These are the words of Shane Bauer, one of three hikers captured in Iran. Shane spent 4 months in solitary confinement and now advocates for reducing solitary confinement in US prisons.
According to a study (the Vera Report) commissioned by the Secretary of the Maryland Department of Public Safety and Correctional Services (DPSCS), Maryland's use of segregation is approximately twice the national average. In the 2013-2014, IAHR, along with our partners, worked to get legislation introduced which would require reporting on the use with the intention of reducing isolated confinement through alternative approaches. While the legislation did not pass, it garnered attention from legislators in Annapolis who requested data from DPSCS about its use of solitary - or segregation as it is called in Maryland. An early report indicates that the average length of stay in segregation is 130 days, 228 days for the mentally ill. Overuse is still high at 8% in general and, for the mentally ill, 15%.
Juvenile Detentions in Maryland
As a result of national media coverage which highlighted the isolation and confinement of Maryland juveniles in local jails, IAHR has joined with partners to seek out alternatives for these youth which will provide programming and alternative housing.
Virginia Isolated Confinement
Virginia corrections officials, through their Step Down Program, have implicitly recognized that long-term isolation is harmful and needs to be reduced. Prisoners, however – including some who have completed the Step Down Program – and their families have raised some disturbing issues that point to a need for a closer look. Their allegations include that even prisoners who complete the Step Down Program can find themselves repeatedly placed back in "administrative segregation" for indefinite periods ranging from 30 days to 6 months or more, following disciplinary charges that are sometimes fabricated or inflated.

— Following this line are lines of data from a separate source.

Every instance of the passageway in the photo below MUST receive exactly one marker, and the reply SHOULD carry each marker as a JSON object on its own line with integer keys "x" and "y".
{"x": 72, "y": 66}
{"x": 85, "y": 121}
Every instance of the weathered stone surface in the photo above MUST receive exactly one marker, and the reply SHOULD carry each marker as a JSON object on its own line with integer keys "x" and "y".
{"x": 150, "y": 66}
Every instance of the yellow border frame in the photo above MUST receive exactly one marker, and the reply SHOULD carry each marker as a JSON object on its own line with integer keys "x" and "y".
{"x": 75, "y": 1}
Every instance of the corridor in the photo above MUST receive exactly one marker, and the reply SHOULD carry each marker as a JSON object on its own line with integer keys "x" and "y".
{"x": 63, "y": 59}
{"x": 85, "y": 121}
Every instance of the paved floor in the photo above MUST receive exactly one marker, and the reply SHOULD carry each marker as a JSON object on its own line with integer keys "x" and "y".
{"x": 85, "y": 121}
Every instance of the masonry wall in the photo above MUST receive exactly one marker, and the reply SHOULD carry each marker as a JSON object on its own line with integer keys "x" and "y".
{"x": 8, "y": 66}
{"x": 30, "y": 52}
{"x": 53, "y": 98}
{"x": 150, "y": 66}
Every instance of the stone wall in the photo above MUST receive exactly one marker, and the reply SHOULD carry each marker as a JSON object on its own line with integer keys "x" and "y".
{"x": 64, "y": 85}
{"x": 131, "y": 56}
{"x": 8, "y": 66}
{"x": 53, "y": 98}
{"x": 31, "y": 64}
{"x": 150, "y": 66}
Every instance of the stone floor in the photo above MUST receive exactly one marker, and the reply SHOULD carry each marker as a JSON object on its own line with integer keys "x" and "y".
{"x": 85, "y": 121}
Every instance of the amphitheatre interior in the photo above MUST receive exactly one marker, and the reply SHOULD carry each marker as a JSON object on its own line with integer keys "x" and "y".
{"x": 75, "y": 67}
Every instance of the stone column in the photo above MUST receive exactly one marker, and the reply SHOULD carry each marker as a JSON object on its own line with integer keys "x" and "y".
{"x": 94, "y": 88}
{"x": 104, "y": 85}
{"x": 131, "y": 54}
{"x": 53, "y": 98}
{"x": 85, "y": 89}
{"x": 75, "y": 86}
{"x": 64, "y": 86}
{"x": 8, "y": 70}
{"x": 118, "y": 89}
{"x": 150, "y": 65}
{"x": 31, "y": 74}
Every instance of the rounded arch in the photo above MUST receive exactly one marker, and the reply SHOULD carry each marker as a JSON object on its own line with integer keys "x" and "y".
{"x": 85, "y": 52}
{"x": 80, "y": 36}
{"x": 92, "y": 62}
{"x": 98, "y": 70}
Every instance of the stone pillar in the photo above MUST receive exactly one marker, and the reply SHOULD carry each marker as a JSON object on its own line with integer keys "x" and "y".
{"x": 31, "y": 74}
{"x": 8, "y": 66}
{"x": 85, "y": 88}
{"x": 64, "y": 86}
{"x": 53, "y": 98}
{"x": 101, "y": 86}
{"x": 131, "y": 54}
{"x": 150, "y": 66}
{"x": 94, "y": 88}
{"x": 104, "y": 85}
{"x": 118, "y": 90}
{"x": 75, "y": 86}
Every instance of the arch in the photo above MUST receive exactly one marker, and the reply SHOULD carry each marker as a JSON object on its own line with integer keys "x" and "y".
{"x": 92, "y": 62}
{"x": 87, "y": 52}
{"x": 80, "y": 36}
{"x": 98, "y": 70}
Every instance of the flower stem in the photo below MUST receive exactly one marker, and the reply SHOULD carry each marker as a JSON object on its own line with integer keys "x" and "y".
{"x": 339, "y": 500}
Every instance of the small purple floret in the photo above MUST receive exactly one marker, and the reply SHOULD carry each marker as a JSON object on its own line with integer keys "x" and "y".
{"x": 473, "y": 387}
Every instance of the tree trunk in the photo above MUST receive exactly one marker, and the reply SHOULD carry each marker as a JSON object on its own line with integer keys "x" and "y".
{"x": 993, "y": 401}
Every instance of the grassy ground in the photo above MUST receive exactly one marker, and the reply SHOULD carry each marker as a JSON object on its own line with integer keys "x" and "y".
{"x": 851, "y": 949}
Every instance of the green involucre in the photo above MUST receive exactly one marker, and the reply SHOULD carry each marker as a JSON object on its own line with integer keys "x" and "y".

IAHR is working with other advocates to explore how, together, we can address these charges effectively. We are also exploring ways to involve members of faith communities in Virginia in looking out for the well-being of prisoners who too rarely see evidence that anyone outside the prison walls cares. This excerpt from a letter we received from an inmate at Wallens Ridge State Prison shows how much it means to some prisoners simply to know that someone on the outside cares:
I am so very thankful for the concern you have shown for me and my well being. . . I am thankful for you being more than just a bunch of "talk”. . . I am thankful for everything that you and Interfaith Action for Human Rights are all about. . . It's not often that I've witnessed anything beyond rhetoric from those in society that are in positions to make change in the way that prisoners are often mistreated. I've heard about and read about such people and organizations, but never have I had real life experience with such people or organizations. I know that I'm just a drop in the bucket, life is filled with so many more problematic issues far, far, far greater than mine...Yet someone took time out of their day to say to me (through words and actions), "I hear you, and you matter." I'll be forever grateful.
Federal Prisons and Isolated Confinement
IAHR members are working with their Congressional legislators to advocate for reducing prolonged solitary confinement within the Federal Correctional system.
IAHR is part of the leadership team that convenes the Maryland Alliance for Dignity, a growing association of 21 organizations advocating for humane treatment of those who are incarcerated. Additionally, IAHR participates in the Greater Baltimore Grass Roots Criminal Justice Network and the Maryland Alliance for Justice Reform.
Solitary Confinement: Common Misconceptions and Emerging Safe Alternatives, a new report from the Vera Institute of Justice, identifies 10 misconceptions about solitary confinement and spotlights alternatives that have been implemented throughout the U.S.
Callous and Cruel: Use of Force against Inmates with Mental Disabilities in U.S. Jails and Prisons, a new report from Human Rights Watch, details the systematic use of excessive and punitive staff force against incarcerated people with mental disabilities and the use of solitary confinement in U.S. jails and prisons. A powerful five minute video that includes footage from behind bars accompanies the report.